Winterson is one of those writers that manages to turn everything into poetry, and poetry into hardcore philosophy. This means that on nearly every page I could have found something that made my heart sigh and go “wow that must be my favourite passages”. But I’ll list a couple here, just to give you a taste and get you hooked on the Winterson drug. 

“When Jordan was a boy he made paper boats and floated them on the river. From this he learned how the wind affects a sail, but he never learned how love affects the heart.” 

Winterson, pg 19.

“When I was a child my father swung me up on to his knees to tell a story and I broke both his legs. He never touched me again… but my mother, who lived only a while and was so light that she dared not go out in a wind, could swing me on her back and carry me for miles. There was talk of witchcraft but what is stronger than love?” 

Winterson, pg 25.

Here Winterson blends magical realism with an interesting comment on women and witchcraft, the power of love, and the gendered nature of sacrificial love. 

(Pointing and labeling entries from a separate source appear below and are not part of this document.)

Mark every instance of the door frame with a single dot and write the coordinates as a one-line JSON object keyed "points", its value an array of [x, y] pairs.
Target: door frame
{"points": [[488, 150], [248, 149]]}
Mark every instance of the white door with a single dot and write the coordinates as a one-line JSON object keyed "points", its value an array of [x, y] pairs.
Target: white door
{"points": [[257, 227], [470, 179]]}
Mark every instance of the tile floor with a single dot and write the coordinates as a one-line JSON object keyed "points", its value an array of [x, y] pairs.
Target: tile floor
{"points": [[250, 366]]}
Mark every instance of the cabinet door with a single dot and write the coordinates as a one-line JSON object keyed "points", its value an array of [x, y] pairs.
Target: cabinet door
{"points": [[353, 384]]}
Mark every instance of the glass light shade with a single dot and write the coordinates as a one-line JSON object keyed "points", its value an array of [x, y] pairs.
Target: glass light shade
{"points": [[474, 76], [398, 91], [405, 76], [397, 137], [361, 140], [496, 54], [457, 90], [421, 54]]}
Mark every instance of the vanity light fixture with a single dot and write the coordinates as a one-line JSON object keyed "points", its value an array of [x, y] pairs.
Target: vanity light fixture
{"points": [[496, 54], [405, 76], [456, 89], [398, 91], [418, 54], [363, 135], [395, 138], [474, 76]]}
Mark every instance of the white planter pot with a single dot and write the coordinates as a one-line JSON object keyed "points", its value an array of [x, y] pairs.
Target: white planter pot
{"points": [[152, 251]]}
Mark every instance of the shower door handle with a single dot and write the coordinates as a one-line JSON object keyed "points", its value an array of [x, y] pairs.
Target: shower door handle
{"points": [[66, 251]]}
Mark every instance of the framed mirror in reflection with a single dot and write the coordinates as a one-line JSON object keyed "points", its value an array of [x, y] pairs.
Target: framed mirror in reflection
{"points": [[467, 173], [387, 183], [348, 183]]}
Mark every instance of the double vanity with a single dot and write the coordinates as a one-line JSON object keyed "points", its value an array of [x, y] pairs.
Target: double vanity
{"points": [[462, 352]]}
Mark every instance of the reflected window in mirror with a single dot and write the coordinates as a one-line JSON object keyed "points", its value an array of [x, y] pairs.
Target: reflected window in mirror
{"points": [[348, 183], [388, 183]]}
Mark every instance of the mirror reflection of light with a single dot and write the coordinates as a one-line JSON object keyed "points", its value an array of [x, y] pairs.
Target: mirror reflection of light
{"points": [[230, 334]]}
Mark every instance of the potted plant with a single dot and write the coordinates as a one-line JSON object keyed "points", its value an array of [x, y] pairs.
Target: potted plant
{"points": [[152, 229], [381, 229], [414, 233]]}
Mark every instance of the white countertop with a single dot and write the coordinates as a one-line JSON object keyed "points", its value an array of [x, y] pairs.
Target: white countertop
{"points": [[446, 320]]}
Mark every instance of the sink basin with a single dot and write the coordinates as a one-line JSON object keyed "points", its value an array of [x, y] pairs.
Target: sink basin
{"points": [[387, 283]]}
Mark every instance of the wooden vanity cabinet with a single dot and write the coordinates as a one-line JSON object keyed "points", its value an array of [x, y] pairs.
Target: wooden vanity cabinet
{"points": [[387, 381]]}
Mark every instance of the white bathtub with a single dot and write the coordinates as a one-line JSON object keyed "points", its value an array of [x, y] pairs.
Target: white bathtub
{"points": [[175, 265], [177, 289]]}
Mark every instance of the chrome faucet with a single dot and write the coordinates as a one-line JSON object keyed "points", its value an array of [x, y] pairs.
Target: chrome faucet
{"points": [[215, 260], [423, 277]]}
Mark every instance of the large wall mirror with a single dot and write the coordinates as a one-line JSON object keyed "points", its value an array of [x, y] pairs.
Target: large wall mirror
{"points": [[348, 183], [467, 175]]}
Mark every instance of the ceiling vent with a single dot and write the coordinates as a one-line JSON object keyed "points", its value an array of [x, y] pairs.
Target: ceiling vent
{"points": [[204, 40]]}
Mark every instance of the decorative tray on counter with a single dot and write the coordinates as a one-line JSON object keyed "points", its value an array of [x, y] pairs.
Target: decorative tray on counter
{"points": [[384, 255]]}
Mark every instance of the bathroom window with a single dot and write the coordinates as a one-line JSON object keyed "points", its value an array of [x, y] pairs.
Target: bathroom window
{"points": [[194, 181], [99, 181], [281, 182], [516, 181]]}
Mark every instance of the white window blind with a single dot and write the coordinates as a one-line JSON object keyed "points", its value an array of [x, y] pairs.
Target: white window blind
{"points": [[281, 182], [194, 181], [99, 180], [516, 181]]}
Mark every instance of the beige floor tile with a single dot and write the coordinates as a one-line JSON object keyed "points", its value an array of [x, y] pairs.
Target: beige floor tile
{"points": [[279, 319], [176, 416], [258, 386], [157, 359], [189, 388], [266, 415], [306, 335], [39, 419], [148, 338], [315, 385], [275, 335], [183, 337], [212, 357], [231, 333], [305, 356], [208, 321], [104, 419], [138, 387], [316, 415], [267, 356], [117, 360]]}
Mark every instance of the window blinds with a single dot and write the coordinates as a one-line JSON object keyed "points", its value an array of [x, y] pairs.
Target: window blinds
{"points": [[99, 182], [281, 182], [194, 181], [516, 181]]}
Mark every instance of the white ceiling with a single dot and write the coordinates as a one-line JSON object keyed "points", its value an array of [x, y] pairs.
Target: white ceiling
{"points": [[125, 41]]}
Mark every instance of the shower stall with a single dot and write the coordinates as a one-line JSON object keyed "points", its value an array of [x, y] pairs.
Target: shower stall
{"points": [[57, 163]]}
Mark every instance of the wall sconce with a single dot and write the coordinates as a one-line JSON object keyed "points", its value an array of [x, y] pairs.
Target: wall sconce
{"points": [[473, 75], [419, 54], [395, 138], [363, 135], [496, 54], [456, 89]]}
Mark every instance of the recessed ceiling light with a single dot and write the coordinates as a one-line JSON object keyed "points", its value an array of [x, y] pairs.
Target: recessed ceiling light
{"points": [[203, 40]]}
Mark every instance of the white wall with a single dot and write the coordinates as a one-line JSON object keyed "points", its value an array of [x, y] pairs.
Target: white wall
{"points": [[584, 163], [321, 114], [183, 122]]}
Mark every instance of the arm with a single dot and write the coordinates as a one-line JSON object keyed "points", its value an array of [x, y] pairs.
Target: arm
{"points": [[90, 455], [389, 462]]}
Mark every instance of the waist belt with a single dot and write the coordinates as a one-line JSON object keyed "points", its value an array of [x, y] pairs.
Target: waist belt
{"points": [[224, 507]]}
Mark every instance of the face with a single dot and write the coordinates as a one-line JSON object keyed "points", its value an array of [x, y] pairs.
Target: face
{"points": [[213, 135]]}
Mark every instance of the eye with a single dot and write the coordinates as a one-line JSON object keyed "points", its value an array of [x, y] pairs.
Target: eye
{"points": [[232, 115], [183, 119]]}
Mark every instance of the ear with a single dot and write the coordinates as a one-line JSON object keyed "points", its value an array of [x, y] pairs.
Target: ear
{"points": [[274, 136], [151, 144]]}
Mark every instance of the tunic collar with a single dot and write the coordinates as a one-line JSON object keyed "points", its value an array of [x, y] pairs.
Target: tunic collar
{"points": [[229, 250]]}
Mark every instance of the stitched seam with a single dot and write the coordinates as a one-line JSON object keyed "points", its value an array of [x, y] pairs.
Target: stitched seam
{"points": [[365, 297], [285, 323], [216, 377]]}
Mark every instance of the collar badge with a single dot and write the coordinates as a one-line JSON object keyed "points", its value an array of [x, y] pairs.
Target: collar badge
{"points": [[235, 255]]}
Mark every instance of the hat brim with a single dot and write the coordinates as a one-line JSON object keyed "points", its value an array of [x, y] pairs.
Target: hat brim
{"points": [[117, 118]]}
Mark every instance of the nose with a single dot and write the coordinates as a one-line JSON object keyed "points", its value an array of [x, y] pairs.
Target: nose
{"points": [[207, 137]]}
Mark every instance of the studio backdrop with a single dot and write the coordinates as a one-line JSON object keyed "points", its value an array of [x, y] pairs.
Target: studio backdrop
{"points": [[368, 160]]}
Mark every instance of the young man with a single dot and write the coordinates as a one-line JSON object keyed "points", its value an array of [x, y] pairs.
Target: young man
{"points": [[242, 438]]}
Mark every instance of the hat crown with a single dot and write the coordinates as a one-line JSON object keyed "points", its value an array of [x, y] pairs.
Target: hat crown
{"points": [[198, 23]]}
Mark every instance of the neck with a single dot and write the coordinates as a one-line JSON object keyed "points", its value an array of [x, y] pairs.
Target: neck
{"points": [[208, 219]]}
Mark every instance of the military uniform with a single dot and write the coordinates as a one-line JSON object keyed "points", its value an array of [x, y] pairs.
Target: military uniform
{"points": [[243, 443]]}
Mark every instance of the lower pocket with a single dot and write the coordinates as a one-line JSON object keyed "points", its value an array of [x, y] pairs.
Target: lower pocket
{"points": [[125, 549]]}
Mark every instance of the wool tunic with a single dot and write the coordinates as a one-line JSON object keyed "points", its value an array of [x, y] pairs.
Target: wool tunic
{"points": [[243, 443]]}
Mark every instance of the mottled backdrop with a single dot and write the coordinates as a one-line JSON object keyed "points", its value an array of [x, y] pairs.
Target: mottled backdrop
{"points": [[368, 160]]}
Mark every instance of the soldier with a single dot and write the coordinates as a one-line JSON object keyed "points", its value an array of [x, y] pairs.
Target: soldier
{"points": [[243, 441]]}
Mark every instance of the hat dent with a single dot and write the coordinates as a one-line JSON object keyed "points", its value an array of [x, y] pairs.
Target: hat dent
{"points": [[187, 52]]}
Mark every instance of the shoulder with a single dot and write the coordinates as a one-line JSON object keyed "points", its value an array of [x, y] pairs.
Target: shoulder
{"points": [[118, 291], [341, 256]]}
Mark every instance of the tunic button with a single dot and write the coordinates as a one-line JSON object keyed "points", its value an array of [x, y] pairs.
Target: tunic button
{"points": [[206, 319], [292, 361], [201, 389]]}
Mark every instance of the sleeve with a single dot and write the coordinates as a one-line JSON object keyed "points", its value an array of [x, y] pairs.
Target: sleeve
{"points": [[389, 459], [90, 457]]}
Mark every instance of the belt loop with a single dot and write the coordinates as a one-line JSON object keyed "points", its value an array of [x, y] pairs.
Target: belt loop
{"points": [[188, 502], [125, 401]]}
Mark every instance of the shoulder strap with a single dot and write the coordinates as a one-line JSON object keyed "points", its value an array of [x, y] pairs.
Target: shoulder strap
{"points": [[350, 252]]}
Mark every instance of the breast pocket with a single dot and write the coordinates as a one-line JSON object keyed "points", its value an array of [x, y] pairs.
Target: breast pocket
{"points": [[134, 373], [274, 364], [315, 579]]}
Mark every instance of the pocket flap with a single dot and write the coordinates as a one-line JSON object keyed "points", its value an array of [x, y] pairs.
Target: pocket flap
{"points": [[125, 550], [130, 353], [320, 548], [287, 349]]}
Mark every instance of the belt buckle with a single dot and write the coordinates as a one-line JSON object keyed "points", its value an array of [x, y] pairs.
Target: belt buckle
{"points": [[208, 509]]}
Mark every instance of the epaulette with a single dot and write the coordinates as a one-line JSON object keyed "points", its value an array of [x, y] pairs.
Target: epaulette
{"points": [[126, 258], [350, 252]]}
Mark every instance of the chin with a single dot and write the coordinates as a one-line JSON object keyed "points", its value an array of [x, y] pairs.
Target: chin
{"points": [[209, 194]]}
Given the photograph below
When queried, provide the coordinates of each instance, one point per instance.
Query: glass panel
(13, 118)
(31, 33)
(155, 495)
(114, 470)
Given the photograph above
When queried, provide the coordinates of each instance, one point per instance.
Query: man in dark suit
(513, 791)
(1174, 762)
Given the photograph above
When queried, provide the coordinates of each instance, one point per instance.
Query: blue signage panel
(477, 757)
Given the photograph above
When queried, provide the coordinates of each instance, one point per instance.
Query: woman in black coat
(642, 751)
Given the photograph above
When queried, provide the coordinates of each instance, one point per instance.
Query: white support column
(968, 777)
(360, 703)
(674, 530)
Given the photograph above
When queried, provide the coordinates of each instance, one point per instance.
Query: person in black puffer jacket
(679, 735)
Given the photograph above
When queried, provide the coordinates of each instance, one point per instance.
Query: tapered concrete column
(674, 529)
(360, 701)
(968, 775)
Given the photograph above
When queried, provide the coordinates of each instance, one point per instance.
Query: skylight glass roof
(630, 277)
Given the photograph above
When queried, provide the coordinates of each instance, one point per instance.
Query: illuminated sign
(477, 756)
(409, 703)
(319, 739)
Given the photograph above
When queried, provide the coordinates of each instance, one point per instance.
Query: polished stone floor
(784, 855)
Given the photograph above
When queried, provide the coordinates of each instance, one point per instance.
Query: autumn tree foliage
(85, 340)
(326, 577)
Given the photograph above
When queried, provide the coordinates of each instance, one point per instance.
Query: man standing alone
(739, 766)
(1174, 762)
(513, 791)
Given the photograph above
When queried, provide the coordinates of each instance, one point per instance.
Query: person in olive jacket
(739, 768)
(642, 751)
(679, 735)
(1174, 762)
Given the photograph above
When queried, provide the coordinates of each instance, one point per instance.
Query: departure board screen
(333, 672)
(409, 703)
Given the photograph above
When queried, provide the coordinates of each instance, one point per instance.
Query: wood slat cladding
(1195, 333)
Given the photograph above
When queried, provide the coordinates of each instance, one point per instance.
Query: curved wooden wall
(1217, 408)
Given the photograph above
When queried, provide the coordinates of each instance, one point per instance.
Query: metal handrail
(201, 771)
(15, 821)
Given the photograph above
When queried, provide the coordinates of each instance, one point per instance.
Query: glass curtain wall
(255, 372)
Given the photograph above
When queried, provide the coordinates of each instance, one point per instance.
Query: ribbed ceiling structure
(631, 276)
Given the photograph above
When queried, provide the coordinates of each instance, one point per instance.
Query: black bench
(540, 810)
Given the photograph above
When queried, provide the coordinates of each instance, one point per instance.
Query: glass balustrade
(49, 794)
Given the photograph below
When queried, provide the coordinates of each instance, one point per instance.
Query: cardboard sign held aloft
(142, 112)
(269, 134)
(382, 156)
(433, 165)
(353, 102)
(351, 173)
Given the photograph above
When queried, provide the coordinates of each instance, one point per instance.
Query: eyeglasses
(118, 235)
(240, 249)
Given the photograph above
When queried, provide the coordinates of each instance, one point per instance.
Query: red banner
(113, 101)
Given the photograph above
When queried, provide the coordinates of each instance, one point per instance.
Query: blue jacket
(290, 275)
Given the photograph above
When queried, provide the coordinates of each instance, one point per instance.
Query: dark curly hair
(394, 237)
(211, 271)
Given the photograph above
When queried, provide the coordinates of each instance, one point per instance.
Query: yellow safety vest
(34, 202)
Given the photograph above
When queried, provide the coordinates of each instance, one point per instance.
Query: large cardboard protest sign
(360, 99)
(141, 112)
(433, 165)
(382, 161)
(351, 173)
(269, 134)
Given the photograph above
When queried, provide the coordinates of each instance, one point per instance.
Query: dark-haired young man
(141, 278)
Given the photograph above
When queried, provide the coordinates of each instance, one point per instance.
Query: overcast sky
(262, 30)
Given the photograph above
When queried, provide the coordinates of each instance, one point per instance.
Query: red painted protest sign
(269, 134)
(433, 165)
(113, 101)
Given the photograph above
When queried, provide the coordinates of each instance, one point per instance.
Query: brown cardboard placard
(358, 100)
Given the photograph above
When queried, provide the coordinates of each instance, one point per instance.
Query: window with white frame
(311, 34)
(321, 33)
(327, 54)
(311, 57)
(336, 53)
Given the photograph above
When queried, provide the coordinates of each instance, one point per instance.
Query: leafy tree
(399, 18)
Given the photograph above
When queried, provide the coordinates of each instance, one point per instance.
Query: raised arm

“The Buddhists say there are 149 ways to God. I’m not looking for God, only for myself, and that is far more complicated. God has a great deal written about Him; nothing has been written about me… I have met a great many pilgrims on their way towards God and I wonder why they have chosen to look for him rather than themselves. Perhaps I’m missing the point – perhaps whilst looking for someone else you might come across yourself unexpectedly, in a garden somewhere or on a mountain watching the rain.” 

Winterson, pg 102.

Winterson links exploration of the Earth and the nature of time to explore knowledge of self, and the ways in which our relationships and perceptions affect our identity. 

  • Things that made me go “ugh”:

There were actually only a few things I didn’t like about this book, which when you are actively taking notes on a text, must be a pretty good sign! In fact, most of my distaste centred around the graphic and obscene sex scenes between members of the clergy. Although I could understand the function of those scenes, the crudeness really stood out next to the rest of Winterson’s eloquent and delicate prose. Again, this juxtaposition could very well have been intentional, and was of course successful, but in a text where the pleasure of reading the words and pondering the implications of them, this interruption seemed to have been given too much attention. 

There were also times where the ‘postmoderness’ of the text was a little overbearing and at the expense of unity and clarity in the text.  This seems like an obvious complaint about a post-modern text, and yet when compared with Oranges, Cherry lacked a balance between genre exploration and narrative storytelling. I found it harder to parse out what I thought Winterson might want me to get out of the text. 

Sometimes I would be reading and go “WTF?” is happening/what does this mean?! I would get taken out of experiencing the text by trying to analyse it only to get frustrated when my brain would start feeling mushy.

  • Get on these books next:

If you liked Cherry, and made it this far, you should definitely consider reading any other Jeanette Winterson, in particular Oranges Are Not the Only Fruit! Some other texts that came to my mind when I was reading Sexing the Cherry were Angela Carter’s The Bloody Chamber and the graphic novel Bitch Planet by Kelly Sue DeConnick and artist Valentine De Landro. Carter’s is a collection of feminist retellings of classic fairytales. It is very sensual, erotic, and dark. Bitch Planet is a satire of exploitation genres, and includes a wealth of diverse feminist and queer representations.